Script: A Gan [Liu Xiaoguang], Yu Baimei, Pan Zhilang. Photography: Chen Chuqiang. Editing: Tang Hua. Music: Zhao Zhao. Production design: Fu Dong, Yu Yufeng. Art direction: Fang Liang. Costume design: Wang Yan, Yu Yufeng. Special make-up effects: Wang Naipeng. Sound: Yin Jie. Action: Xiong Xinxin. Visual effects: A Gan [Liu Xiaoguang], Jiang Jiaying.
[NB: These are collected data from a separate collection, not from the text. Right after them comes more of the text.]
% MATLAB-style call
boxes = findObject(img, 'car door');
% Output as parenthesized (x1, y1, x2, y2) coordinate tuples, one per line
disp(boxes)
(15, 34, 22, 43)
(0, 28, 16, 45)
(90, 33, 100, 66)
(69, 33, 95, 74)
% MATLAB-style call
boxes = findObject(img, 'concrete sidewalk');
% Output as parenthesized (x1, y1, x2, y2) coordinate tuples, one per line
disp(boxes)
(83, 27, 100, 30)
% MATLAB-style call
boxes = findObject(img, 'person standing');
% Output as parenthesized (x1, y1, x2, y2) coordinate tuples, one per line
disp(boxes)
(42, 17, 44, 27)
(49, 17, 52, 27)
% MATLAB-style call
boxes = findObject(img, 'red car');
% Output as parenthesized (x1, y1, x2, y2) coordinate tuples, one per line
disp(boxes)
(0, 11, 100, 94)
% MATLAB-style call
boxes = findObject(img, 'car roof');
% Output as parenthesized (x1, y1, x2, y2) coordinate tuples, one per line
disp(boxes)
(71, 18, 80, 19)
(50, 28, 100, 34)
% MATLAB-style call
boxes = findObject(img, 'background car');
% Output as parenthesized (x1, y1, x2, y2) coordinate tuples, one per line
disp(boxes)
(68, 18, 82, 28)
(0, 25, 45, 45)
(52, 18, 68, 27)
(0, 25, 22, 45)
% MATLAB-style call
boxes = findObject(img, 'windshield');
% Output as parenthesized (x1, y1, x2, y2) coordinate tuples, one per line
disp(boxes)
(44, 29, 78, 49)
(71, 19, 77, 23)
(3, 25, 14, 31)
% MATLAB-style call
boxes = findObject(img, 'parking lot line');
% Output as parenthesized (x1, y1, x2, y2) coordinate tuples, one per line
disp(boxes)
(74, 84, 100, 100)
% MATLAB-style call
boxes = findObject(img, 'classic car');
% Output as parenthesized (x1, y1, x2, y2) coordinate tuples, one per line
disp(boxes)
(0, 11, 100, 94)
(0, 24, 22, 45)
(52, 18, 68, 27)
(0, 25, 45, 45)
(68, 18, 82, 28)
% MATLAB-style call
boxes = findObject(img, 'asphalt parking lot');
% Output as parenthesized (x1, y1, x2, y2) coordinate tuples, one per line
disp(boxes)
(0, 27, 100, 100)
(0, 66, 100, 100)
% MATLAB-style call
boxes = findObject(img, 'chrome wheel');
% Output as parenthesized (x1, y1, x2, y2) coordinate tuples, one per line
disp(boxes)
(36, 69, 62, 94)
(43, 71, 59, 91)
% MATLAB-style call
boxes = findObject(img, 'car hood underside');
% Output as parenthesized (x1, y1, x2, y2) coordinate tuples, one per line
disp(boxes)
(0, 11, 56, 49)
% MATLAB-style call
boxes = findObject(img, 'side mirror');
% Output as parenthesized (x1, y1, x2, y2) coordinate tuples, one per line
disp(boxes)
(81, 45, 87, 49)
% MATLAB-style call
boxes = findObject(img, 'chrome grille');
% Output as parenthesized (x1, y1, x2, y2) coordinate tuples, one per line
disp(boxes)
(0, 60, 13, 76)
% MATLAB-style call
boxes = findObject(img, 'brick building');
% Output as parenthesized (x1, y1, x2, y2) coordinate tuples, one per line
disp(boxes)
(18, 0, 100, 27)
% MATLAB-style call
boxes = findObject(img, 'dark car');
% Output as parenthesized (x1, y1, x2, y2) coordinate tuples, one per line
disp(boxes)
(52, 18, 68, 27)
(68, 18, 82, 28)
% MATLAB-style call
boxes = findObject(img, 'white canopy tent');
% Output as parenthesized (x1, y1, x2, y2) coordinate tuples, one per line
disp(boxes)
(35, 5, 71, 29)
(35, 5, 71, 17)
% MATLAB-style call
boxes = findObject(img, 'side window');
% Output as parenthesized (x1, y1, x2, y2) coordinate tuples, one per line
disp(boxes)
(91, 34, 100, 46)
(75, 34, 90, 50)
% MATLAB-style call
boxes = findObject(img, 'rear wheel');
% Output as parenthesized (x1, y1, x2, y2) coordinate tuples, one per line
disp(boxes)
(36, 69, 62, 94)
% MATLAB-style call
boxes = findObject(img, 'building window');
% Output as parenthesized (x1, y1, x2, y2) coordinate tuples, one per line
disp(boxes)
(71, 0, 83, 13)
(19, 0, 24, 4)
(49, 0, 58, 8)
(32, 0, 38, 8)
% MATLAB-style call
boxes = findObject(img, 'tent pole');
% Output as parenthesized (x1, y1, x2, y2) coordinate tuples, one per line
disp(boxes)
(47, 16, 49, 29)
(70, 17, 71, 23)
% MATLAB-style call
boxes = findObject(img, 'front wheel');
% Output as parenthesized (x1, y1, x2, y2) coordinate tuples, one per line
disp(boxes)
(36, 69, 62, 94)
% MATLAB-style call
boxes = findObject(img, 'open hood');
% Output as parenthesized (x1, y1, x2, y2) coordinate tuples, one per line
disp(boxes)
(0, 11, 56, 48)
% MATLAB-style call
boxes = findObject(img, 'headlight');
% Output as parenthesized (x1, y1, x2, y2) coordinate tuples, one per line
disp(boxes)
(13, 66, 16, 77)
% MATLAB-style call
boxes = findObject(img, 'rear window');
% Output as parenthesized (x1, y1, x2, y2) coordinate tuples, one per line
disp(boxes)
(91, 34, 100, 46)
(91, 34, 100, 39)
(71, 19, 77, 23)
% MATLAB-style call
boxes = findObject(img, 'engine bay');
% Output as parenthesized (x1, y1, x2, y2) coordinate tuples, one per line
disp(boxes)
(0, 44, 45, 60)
Choreography: Hua Ming.

Cast: Guo Tao (Tang Fanghai/Don Quixote), Wang Gang (Sang Qiu/Sancho), Lin Jiaxin [Karena Lam] (Sang Cuihua/Xiaoyun/Princess Fragrance), Miao Pu (Jin Xiang Tong), Liu Hua (Linghu), Qin Pei [Paul Chun] (Dongfang), Haiyitian (Ximen), Ying Zhuang (Sima Wan, Daoist), Hong Jiantao (inn owner), Xiong Xinxin (eunuch in black), Wang Shuangbao (Godfather), Li Jing (Hen San), Niu Ben (Don Quixote’s father), Fang Qingzhuo (Don Quixote’s mother), Ba Duo (old beggar), Na Wei (official advisor), Li Jingtong (Sang Cuihua’s father), Feng Li (farmer on island), Deng Jiajia (woman on donkey), Dong Lifan (Sangqiu’s wife), Mo Xiaoqi (woman on island), Zhang Jinming (Xiaohong, famous prostitute), Sun Xing, Xiao Jian, Li Xiaochuan, Zhang Kejia, Jiao Yang, Li Yu (knight-errants), Rong Xiang (butcher), Wu Yajin (cook), Yan Guanying (tailor), Tao Rui (girl buying bird), Xiao Shen Long (male performer), Jin Wawa (female performer), Liu Yongling, Gao Ya (peasants’ wives), Liu Jin (acountant), Xing Xiao (villager), Chen Zhi (servant in black), Chi Lifei (Sangqiu’s daughter), Zhou Hao (Sangqiu’s son), Deng Mingjiang (Dongfang’s servant).

Release: China, 15 Oct 2010; Hong Kong, 28 Oct 2010.